For a while I have been worried about the narratives everywhere that adaptation needs to be part of the optimal climate policy mix. For example, the Intergovernmental Panel on Climate Change (IPCC), which one would argue is the most important international authority on issues of climate change (and has received the 2007 Nobel Peace Prize for its contributions), specifically notes that “[e]ective climate policy aimed at reducing the risks of climate change to natural and human systems involves a portfolio of diverse adaptation and mitigation actions (very high confidence).” Many other international institutions, such as the World Bank, the UNFCCC, and many more follow this narrative closely; as well most governments worldwide.

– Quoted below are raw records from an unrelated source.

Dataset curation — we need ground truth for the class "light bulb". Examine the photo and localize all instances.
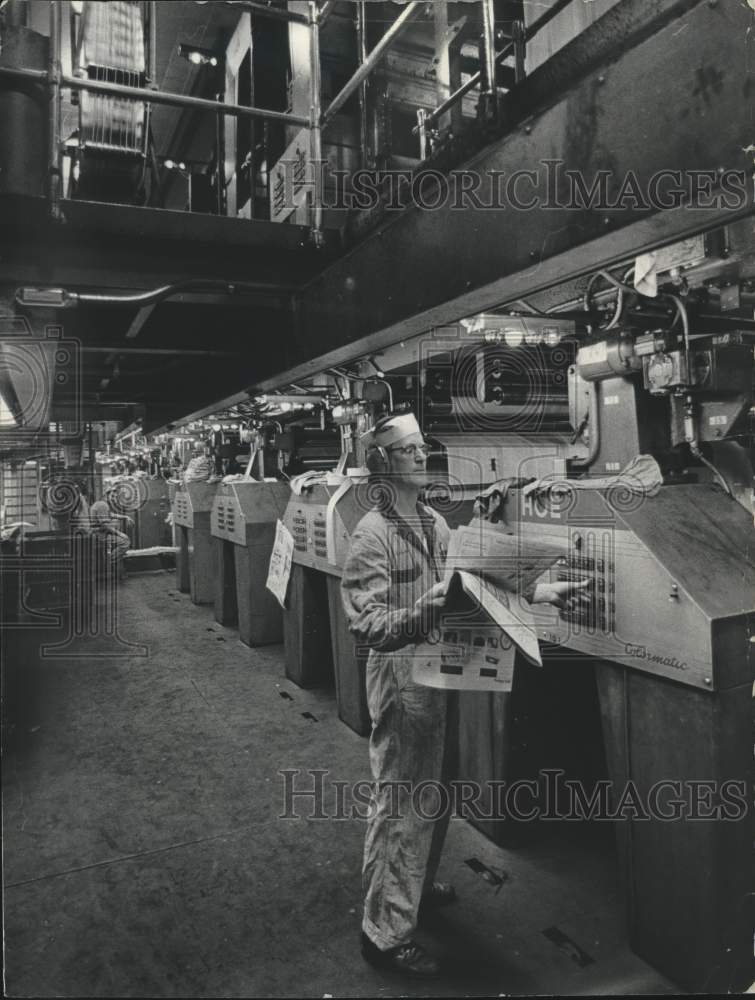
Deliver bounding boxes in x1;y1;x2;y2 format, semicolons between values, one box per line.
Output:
503;326;524;347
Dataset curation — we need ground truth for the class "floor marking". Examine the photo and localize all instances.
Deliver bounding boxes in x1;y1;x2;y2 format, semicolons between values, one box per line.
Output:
543;927;595;969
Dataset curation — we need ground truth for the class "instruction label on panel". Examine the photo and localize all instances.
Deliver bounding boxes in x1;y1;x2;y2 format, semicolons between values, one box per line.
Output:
266;520;294;608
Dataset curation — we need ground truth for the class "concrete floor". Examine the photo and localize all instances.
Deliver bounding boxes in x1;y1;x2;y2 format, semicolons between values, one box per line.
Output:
3;573;675;997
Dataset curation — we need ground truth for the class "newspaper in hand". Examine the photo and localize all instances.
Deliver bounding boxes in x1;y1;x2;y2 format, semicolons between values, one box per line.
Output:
445;521;566;594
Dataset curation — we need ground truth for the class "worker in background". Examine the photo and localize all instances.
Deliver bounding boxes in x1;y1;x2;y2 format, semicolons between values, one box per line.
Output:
183;446;213;483
89;500;131;563
341;413;592;978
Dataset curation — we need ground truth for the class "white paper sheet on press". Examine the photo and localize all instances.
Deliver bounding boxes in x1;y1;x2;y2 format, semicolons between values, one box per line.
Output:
445;521;567;593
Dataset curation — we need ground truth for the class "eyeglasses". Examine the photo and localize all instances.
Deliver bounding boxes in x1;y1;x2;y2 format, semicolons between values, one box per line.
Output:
388;444;432;458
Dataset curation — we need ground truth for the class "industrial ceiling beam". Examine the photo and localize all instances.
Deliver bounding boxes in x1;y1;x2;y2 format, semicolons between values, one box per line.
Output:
252;0;753;391
321;0;425;128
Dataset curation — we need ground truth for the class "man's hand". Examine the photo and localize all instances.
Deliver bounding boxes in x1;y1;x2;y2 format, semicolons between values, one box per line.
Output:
532;580;590;608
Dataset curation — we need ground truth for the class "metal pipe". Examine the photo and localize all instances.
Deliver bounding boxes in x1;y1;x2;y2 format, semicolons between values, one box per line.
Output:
512;21;527;83
417;108;427;160
480;0;496;94
44;72;309;125
317;0;336;27
15;278;296;308
47;0;63;219
0;66;49;81
213;0;309;24
356;0;370;169
309;0;323;247
415;42;514;131
147;0;157;85
322;0;425;127
414;0;573;132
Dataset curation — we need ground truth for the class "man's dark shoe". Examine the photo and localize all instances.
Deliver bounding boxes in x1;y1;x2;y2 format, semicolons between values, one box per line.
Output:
420;882;456;909
362;931;440;979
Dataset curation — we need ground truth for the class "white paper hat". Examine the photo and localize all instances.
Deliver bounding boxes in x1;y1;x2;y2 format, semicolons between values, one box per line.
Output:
361;413;422;448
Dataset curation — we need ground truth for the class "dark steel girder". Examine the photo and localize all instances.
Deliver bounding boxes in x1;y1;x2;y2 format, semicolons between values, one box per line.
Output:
252;0;755;391
0;195;340;294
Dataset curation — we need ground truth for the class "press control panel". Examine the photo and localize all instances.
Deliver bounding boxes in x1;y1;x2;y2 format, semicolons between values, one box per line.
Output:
507;480;755;691
173;483;217;528
210;479;291;545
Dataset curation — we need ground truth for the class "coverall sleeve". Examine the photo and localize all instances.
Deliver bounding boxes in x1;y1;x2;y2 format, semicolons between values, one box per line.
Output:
341;530;420;653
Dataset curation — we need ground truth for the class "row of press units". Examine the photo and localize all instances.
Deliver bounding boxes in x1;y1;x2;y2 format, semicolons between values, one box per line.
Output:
174;468;752;985
173;470;370;736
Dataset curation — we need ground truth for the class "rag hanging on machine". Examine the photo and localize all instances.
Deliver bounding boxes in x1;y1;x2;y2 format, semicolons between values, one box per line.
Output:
473;477;534;528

So I sat down and tried to think whether this really makes sense and what this argument was missing. Intuitively it feels wrong of course, but I couldn’t pinpoint the exact reason.

In the new working paper I now have a simple, yet sufficiently general, model that clearly shows that a global, benevolent planner always favors mitigation over adaptation. I summarize the paper as follows:

In climate change policy, adaptation tends to be viewed as being as important as mitigation. In this article we present a simple yet general argument for which mitigation must be preferred to adaptation. The argument rests on the observation that mitigation is a public good while adaptation is a private one. This implies that the more one disaggregates the units in a social welfare function, i.e. the more one teases out the public good nature of mitigation, the lower is average income and thus less money (per region, country or individual) is available for adaptation and mitigation.  We show that, while this reduces incentives to invest in the private good adaptation, it increases incentives to invest in the public good mitigation since even small contributions of everyone can have significant impacts at the large. Conclusively, private adaptation thus must be viewed as a significant loss to global welfare. When taking this result to the data we find that a representative policy maker who relies on world-aggregated data would invest in both adaptation and mitigation, just as the previous literature recommends. However, a representative policy maker who relies on country-level data, or data at further levels of disaggregation, would optimally only invest in mitigation.

Comments are of course warmly welcome. You can also download the paper via the working paper directory of IPAG Business School, or via RePEc.

So there are two additional points coming out of this:

  1. Representative agent models like the DICE integrated assessment model will significantly overestimate the optimal investment in adaptation. Thus, be sure to resort to highly disaggregated integrated assessment models when assessing the adaptation-mitigation trade-off.
  2. This is my second article that emphasizes the importance of relying on disaggregated models to study economic aspects of climate change. My first paper looks at what I call the Aggregation Dilemma: Basically we want to rely on highly aggregated models since they simplify research and policy work along many lines; but the problem is, as I show in the article, that the more we aggregate, i.e. the more we look at the country or higher levels of aggregation, the more we will underestimate the social cost of carbon. For some more information on this please follow this link to a previous blog entry of mine. Conclusively, climate economics should move away from highly aggregated models.